Хатейк грозно свела брови и сверкнула глазами.
— Молчать! Дамбалла! Мы сделаем так, как я скажу. Ты меня слышишь, девочка? Я не стану ее убивать. Дамбалла не просит больше того, что принадлежит ей по праву.
— Хорошо, сестра, — испуганно прошептала девушка. — Хорошо. Я все поняла. Что мы должны будем сделать с ней?
— Шш! — снова зашипела Хатейк, с опаской глядя на решетку, за которой дремал охранник. — Кто сегодня встретится со своим адвокатом?
Две девушки подняли руки. Проститутки. Хатейк знала, что в суде такие дела объединяются вместе и рассматриваются в первую очередь. Казалось, город хочет поскорее вернуть жриц любви обратно на улицы. Хатейк окинула взглядом ту, что постарше.
— Ты Данетта, так?
Девушка кивнула. Ее рябое лицо оставалось блаженным.
— Я попрошу тебя об одном одолжении. Как насчет этого, девочка?
— Что я должна буду сделать?
— Когда тебя приведут в зал суда, ты переговоришь со своим адвокатом.
— Да-да, сестра.
— Ты ему скажешь, что он не останется внакладе.

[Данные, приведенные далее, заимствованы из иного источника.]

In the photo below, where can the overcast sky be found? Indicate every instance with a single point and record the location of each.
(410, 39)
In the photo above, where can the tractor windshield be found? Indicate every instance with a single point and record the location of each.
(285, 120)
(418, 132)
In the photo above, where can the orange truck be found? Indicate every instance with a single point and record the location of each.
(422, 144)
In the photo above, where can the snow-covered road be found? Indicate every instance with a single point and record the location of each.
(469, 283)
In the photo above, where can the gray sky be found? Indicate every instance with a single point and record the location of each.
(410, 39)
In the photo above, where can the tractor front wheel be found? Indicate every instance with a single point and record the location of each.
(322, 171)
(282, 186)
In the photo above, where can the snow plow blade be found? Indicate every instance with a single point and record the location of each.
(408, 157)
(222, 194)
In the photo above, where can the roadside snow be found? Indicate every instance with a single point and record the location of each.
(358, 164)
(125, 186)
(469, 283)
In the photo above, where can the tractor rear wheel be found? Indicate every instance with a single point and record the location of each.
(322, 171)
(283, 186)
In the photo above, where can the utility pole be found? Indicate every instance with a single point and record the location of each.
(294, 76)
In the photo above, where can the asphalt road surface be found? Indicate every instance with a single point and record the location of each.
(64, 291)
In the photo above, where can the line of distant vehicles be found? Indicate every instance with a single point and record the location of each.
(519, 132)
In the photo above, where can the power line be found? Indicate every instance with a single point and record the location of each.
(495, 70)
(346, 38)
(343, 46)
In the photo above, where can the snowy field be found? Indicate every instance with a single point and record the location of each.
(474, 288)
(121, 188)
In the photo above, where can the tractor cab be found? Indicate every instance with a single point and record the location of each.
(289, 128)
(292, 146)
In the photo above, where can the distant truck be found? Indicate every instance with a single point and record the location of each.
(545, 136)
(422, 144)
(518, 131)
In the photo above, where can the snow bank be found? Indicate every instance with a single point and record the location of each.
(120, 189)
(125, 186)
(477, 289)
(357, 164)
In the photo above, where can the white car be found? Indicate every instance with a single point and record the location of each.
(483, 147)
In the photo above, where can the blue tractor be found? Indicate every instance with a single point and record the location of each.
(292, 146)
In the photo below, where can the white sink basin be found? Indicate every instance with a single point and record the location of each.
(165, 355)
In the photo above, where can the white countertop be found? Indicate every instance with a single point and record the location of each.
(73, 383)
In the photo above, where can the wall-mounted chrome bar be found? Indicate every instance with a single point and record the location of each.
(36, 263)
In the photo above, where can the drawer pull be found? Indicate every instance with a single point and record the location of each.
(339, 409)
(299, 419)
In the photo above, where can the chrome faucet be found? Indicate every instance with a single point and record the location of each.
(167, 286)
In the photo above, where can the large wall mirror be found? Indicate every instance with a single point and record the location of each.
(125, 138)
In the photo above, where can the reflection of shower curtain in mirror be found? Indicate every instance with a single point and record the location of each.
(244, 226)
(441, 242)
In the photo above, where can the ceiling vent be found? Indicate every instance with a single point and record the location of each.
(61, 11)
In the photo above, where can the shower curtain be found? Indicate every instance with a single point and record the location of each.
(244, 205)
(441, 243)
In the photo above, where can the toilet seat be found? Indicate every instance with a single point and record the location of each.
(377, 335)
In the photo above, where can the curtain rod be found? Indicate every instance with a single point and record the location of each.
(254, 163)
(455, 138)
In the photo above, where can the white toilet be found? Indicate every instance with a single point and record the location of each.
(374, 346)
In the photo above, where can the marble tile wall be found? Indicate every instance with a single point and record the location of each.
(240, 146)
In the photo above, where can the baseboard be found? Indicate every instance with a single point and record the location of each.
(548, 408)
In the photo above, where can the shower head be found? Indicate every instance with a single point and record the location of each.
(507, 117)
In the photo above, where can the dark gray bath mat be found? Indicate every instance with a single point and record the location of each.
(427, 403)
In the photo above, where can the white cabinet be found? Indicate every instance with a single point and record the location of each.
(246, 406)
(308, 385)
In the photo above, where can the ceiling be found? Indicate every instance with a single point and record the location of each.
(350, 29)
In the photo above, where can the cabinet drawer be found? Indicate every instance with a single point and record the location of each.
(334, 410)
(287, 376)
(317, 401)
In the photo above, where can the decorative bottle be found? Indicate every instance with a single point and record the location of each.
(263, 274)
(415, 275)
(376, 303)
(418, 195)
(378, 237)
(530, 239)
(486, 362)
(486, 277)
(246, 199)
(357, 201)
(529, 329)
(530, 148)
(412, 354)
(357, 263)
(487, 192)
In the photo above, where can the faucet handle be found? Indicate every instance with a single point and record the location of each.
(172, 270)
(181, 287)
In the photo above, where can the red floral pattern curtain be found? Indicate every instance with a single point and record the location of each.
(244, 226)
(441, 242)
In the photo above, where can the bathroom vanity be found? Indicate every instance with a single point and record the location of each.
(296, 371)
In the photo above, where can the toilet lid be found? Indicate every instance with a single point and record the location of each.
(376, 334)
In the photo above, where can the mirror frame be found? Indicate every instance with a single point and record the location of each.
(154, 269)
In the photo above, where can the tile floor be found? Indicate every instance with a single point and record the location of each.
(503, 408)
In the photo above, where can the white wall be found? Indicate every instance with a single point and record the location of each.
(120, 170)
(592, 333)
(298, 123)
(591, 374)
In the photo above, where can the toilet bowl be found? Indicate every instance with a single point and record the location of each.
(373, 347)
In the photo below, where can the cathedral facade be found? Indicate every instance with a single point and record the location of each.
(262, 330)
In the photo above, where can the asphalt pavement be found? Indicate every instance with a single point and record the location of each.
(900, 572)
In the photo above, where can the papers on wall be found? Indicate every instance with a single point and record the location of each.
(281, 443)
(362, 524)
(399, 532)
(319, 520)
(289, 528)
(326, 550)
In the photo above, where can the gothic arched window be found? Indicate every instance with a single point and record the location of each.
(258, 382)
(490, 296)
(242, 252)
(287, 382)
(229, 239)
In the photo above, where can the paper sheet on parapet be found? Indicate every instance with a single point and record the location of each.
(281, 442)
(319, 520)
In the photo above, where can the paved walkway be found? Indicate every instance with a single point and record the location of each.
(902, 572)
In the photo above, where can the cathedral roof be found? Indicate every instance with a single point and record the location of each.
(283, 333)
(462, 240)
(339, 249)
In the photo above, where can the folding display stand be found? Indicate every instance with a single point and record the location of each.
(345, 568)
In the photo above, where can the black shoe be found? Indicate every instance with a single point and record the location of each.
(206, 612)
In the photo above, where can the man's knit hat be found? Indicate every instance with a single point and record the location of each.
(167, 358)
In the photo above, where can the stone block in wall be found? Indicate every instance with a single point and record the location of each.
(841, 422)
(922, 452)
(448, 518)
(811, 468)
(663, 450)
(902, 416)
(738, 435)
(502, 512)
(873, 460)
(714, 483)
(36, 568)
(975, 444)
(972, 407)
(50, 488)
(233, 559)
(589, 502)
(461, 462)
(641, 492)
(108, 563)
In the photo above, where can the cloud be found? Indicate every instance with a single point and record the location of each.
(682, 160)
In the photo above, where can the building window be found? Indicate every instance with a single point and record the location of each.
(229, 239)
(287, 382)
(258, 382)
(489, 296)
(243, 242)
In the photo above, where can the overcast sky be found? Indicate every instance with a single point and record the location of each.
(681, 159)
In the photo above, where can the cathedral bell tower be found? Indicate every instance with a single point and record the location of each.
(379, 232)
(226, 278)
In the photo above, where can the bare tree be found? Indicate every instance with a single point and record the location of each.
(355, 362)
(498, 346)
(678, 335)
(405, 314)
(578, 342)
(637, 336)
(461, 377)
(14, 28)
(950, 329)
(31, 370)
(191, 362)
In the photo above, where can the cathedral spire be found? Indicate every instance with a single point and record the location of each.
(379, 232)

Мне нужно, чтобы после того, как тебя выпустят отсюда, ты вернулась обратно.
Данетта нахмурилась.
— Ты хочешь… Ты хочешь, чтобы я…
— Слушай внимательно. Мне нужно, чтобы ты вернулась сюда. Завтра же.
Данетта не переставала тупо кивать, но она уже ничего не понимала.

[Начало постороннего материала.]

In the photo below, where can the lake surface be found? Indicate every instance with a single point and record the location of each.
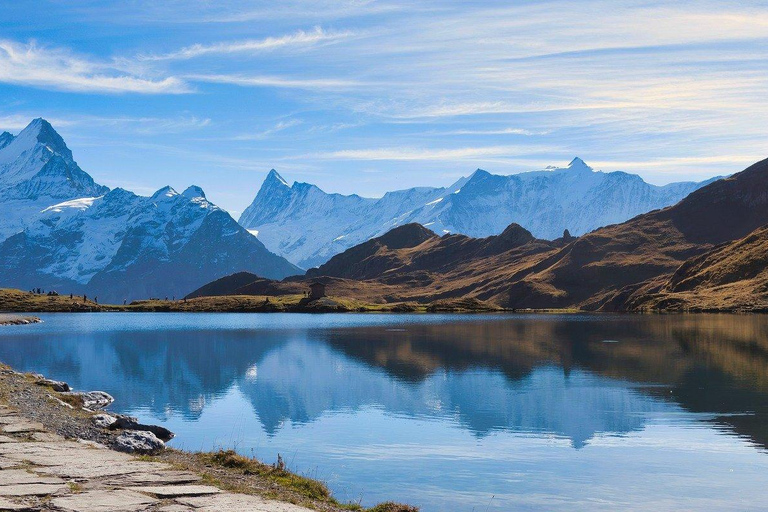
(448, 412)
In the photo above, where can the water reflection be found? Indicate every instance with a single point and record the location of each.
(582, 379)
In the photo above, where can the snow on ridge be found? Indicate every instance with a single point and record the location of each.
(76, 204)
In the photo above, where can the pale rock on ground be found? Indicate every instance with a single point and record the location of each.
(58, 475)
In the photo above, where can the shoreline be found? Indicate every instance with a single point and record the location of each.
(34, 409)
(18, 319)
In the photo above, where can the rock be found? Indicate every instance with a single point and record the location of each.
(60, 402)
(176, 491)
(92, 399)
(103, 420)
(130, 423)
(104, 500)
(56, 385)
(138, 441)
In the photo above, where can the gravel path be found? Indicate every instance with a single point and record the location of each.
(42, 471)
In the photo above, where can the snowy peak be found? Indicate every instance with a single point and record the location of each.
(39, 134)
(577, 164)
(194, 192)
(274, 179)
(5, 139)
(167, 192)
(37, 165)
(308, 226)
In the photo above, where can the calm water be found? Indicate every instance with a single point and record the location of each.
(446, 412)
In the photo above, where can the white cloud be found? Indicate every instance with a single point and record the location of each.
(278, 127)
(54, 68)
(279, 82)
(299, 39)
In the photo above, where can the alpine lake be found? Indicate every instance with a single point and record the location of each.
(447, 412)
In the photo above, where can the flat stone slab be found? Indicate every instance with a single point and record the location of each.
(24, 426)
(22, 476)
(237, 503)
(31, 489)
(101, 471)
(12, 506)
(176, 491)
(8, 463)
(154, 478)
(46, 437)
(104, 501)
(176, 508)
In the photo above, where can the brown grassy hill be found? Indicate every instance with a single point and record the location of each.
(731, 276)
(606, 269)
(591, 270)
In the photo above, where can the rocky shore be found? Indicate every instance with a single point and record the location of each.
(13, 319)
(61, 451)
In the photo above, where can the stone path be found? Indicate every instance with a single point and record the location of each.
(40, 471)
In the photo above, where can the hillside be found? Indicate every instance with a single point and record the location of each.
(546, 202)
(730, 277)
(596, 271)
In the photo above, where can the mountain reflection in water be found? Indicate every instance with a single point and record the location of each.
(570, 377)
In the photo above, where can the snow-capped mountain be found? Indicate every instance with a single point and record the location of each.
(62, 231)
(36, 171)
(308, 226)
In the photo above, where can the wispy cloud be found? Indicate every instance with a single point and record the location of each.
(297, 40)
(416, 154)
(54, 68)
(279, 82)
(263, 134)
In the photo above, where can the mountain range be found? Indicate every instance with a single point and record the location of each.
(308, 226)
(705, 253)
(61, 230)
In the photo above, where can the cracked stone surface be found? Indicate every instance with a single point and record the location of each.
(176, 491)
(41, 471)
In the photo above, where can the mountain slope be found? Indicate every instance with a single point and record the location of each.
(546, 202)
(37, 170)
(598, 265)
(111, 244)
(732, 276)
(607, 269)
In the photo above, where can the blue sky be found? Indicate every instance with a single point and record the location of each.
(367, 96)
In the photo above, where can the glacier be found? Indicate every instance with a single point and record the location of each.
(60, 230)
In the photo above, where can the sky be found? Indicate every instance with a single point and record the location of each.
(364, 96)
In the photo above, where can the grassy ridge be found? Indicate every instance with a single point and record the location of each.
(19, 301)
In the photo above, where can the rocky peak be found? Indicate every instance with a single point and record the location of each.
(194, 192)
(577, 164)
(5, 139)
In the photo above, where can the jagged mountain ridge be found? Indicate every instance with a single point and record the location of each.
(619, 267)
(545, 202)
(63, 231)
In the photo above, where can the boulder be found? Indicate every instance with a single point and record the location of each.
(92, 400)
(130, 423)
(56, 385)
(138, 441)
(103, 420)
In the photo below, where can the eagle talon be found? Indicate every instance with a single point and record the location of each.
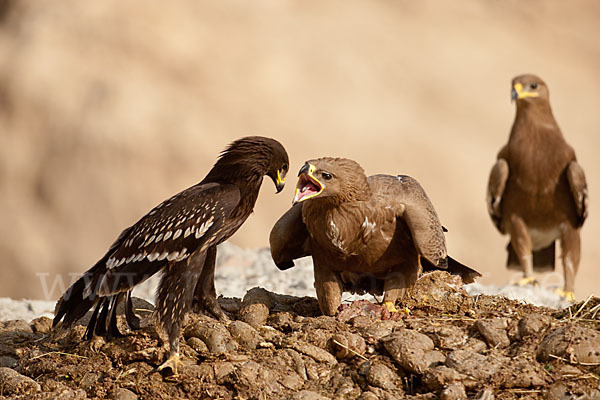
(526, 281)
(566, 295)
(388, 305)
(171, 363)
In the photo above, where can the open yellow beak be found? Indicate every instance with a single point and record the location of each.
(280, 183)
(518, 92)
(308, 185)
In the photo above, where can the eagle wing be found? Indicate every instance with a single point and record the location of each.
(496, 186)
(578, 186)
(289, 238)
(406, 196)
(191, 220)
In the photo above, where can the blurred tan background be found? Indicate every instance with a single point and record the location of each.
(109, 107)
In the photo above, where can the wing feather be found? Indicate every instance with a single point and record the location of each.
(187, 222)
(578, 185)
(496, 186)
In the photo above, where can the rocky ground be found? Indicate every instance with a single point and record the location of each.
(451, 345)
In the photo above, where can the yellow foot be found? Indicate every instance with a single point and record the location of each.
(388, 305)
(526, 281)
(566, 295)
(172, 363)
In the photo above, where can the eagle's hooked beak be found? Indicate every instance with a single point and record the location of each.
(280, 181)
(517, 92)
(308, 185)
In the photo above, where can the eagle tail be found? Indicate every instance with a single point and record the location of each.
(467, 274)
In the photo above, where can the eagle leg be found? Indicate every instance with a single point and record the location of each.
(521, 244)
(133, 320)
(205, 296)
(397, 283)
(113, 330)
(570, 243)
(329, 289)
(174, 299)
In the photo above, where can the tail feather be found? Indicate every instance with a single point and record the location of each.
(467, 274)
(454, 267)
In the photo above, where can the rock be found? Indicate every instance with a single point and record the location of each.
(476, 366)
(197, 344)
(522, 373)
(347, 345)
(255, 306)
(41, 325)
(69, 394)
(438, 377)
(410, 350)
(245, 335)
(217, 338)
(311, 350)
(454, 391)
(9, 362)
(533, 324)
(448, 337)
(308, 395)
(437, 290)
(573, 343)
(485, 394)
(123, 394)
(494, 332)
(382, 376)
(19, 325)
(13, 383)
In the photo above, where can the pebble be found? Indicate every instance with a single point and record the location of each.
(532, 324)
(123, 394)
(494, 332)
(454, 391)
(13, 383)
(412, 350)
(574, 343)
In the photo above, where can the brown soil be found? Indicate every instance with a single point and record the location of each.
(450, 345)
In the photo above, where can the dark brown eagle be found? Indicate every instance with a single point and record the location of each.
(365, 235)
(537, 191)
(179, 237)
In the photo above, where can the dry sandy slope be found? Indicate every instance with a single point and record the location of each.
(107, 108)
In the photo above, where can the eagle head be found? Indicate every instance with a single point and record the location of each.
(336, 179)
(528, 88)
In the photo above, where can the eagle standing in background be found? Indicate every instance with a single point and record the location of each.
(179, 237)
(537, 192)
(365, 235)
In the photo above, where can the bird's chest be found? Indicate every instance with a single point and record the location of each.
(350, 237)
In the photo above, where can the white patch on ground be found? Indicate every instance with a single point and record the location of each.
(241, 269)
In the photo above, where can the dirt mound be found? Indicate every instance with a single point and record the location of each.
(450, 345)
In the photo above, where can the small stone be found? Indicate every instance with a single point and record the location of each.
(255, 307)
(13, 383)
(440, 376)
(123, 394)
(41, 325)
(308, 395)
(9, 362)
(494, 332)
(573, 343)
(313, 351)
(454, 391)
(244, 334)
(533, 324)
(347, 345)
(380, 375)
(197, 344)
(408, 348)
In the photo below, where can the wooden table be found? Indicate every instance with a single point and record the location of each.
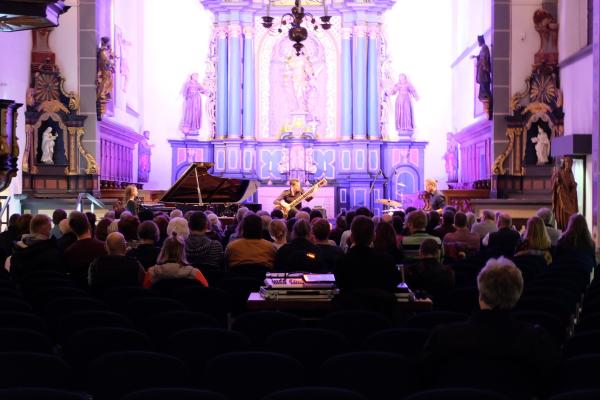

— Я хочу, чтобы ты достала одну вещь и принесла мне ее сюда. Ты ведь знаешь, как это сделать, да? Знаешь, где ее спрятать? В заднем отверстии, а не в переднем. Поняла?
— Ну да.
Данетта кивнула с таким видом, словно ей приходилось проделывать это ежедневно.
Она обвела взглядом остальных женщин. Все до одной поддерживали приказ Хатейк.

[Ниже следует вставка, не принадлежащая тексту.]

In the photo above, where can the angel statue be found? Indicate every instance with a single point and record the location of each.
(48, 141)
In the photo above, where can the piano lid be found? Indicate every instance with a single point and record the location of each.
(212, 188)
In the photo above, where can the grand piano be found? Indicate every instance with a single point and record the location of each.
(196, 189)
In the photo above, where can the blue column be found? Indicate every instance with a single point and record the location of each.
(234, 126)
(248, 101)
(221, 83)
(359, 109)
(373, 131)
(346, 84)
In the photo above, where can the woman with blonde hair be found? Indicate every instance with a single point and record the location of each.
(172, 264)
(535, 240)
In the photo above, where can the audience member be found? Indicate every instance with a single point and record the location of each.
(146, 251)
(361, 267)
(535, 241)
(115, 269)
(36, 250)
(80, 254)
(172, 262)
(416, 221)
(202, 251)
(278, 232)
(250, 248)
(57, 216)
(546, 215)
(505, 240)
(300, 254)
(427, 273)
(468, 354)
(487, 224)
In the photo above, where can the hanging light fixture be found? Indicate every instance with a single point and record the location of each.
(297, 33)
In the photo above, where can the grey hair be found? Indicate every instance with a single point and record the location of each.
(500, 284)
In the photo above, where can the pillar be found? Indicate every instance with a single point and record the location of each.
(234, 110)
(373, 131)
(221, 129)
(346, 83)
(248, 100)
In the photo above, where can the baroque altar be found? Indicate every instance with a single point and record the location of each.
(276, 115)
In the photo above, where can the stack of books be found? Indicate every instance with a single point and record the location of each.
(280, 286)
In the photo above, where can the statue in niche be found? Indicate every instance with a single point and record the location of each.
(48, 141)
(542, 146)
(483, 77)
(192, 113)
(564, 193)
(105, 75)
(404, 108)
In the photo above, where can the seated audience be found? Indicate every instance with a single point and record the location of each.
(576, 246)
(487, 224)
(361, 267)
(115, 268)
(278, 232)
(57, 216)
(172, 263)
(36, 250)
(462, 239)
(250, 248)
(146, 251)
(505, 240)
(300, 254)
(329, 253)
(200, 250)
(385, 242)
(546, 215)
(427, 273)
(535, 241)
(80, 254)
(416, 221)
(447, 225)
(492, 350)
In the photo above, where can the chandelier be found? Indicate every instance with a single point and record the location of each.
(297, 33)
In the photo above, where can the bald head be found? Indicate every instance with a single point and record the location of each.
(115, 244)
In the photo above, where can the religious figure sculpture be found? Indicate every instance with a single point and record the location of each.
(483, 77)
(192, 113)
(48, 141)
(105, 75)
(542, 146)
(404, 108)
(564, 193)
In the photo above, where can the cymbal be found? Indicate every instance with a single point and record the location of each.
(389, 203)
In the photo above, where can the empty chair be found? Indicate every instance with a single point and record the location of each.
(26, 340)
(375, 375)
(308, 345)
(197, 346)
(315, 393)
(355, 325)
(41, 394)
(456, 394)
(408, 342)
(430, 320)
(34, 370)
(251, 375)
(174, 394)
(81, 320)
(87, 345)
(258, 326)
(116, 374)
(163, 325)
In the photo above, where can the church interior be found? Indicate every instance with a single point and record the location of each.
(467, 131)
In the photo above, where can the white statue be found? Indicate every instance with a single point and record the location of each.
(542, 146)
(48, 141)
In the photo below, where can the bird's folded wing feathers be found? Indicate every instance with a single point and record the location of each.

— Я тебе заплачу, заплачу за то, что ты вернешься.
— Ты достанешь мне калики? — жадно спросила девушка.
Хатейк нахмурилась. Всем было известно, что она ненавидит наркотики, а также тех, кто их продает и употребляет.
— Девочка, ты что, спятила?
Рябое лицо застыло.
— Ты достанешь мне калики?
— Я дам тебе деньги, — с отвращением бросила огромная негритянка. А ты уж сможешь купить на них все что угодно, девочка. Если хочешь, долбай свою жизнь. Это твое дело.